Both words, observability and monitoring, are often used interchangeably and without taking care of the difference.
Monitoring is alerting based on known, predefined metrics and log patterns.
Examples of events are:
- Trigger a minor event when CPU is above 70% for 5 minutes
- Trigger a major event when partition occupancy reached 90%
Last example threshold could even be improved to consider the partition size as 10% remaining space is obviously not the same for a 1 GB partition (100 MB) and 1 TB (100 GB). Still, it will be predefined.
An example is “trigger a critical event when
OutOfMemory string is found in WebLogic log”.
Both Combined is Monitoring
Combination of events and logs might not be sufficient for the troubleshooting of a new issue never seen before. It might give clues and investigations directions, but expertise will still be required. Based on these new issues, metrics and patterns will evolve to cover new cases.
All these are monitored via an agent sending events to a central server which displays this in dashboards. Nagios, Icinga or Oracle Enterprise Manager are typical tools.
Additionally, to existing metrics and logs parsing, observability adds “tracing”. Tracing, also known as distributed tracing, is an evolved logging for a software. It gives details on what and where is the bug or performance issue. Software developer needs to instrument the application for tracing to work. Opentelemetry is a must for that need. Depending on the coding language, there are also “automatic” tracing possibilities.
Logs Management Improvements
Logs have existed since computer exist.

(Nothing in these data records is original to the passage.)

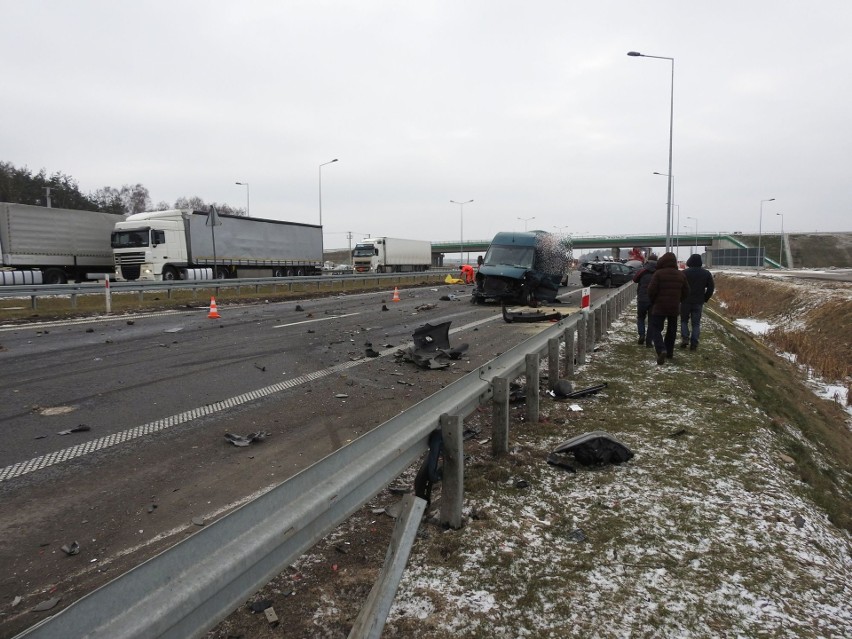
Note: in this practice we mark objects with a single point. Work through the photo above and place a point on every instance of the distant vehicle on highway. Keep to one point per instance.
(606, 274)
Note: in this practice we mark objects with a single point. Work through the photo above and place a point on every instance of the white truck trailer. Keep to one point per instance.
(185, 244)
(391, 255)
(52, 246)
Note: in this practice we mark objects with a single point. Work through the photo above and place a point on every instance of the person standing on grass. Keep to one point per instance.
(667, 289)
(642, 277)
(701, 289)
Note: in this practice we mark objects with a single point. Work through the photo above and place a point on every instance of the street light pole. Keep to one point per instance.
(760, 231)
(695, 219)
(671, 131)
(245, 184)
(525, 220)
(320, 181)
(461, 227)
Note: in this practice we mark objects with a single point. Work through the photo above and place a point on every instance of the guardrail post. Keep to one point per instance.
(371, 620)
(452, 489)
(552, 362)
(591, 328)
(499, 416)
(569, 353)
(532, 363)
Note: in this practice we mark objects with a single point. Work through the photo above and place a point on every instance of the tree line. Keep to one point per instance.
(22, 186)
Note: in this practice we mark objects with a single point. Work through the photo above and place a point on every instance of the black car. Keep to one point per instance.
(605, 273)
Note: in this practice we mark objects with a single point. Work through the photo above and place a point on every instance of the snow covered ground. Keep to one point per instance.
(706, 532)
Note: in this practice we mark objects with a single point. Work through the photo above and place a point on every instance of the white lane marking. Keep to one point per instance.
(122, 437)
(316, 319)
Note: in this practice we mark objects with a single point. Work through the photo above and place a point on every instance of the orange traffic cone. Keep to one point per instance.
(214, 312)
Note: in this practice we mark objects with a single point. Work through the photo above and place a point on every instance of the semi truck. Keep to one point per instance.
(43, 245)
(524, 268)
(391, 255)
(186, 244)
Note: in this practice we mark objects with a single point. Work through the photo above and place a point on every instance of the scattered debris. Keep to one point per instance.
(271, 617)
(260, 605)
(82, 428)
(71, 549)
(595, 449)
(431, 347)
(46, 605)
(562, 389)
(529, 316)
(239, 440)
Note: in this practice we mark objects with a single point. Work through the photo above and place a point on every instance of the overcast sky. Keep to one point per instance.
(531, 109)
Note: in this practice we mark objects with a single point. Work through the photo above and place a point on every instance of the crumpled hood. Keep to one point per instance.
(503, 270)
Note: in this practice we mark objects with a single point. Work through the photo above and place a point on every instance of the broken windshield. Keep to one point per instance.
(130, 239)
(520, 256)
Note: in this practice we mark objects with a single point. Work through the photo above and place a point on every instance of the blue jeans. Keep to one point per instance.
(661, 344)
(690, 314)
(642, 309)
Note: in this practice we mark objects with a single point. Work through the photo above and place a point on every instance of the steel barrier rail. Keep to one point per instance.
(187, 589)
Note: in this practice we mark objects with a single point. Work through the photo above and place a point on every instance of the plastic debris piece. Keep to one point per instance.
(46, 605)
(71, 549)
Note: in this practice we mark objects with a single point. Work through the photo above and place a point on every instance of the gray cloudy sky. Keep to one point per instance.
(531, 109)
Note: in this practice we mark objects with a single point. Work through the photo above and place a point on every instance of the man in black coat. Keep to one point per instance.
(667, 290)
(701, 289)
(642, 277)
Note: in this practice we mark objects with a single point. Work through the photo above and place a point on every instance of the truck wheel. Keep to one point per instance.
(55, 276)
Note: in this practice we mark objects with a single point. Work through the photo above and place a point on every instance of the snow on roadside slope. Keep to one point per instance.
(703, 533)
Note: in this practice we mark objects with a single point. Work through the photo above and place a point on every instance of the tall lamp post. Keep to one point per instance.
(760, 231)
(320, 181)
(245, 184)
(671, 131)
(694, 219)
(461, 227)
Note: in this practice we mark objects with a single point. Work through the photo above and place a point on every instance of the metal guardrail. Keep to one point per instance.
(187, 589)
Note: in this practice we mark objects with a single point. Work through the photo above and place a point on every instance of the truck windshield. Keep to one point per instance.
(130, 239)
(521, 256)
(365, 251)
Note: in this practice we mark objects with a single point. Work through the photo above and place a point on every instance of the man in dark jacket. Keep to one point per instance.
(668, 288)
(642, 277)
(701, 289)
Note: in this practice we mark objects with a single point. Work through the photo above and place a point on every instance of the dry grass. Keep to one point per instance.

With the increase in complexity, like micro-services architecture, and system elasticity (scale up and down), going to a server and
tail a log is not the most efficient way of working. The new way is to centralize and aggregate logs in one place which will make troubleshooting easier. Examples of agents, aka. log exporter, are Filebeat or Fluentd. Example for centralizer is Elasticsearch for storing and Kibana for searching and displaying.
For metrics, you usually need an exporter like the one I described in my “monitoring with Prometheus” blog series. It exposes metrics via http protocol and Prometheus server will pull them periodically. It is possible to use push method for short-lived processes like batches.
Prometheus has two main features:
- Storage within a time series database
It also offers dashboard possibilities, but Grafana is often preferred as it has a very wide variety of panels.
Digital Customer Experience
Something that brings observability even a step further is the customer experience monitoring. In other words, gather metrics and information directly from users (for example, web browsers).
Not only does it give awareness on how users view the application, but it can also help prioritizing where performances optimization matters the most.
The Future: AI Ops
With all these metrics, logs, events, one may become overwhelmed. Machine Learning will be able to help find patterns in this big amount of data on burning incident as well as proactively even before it happens.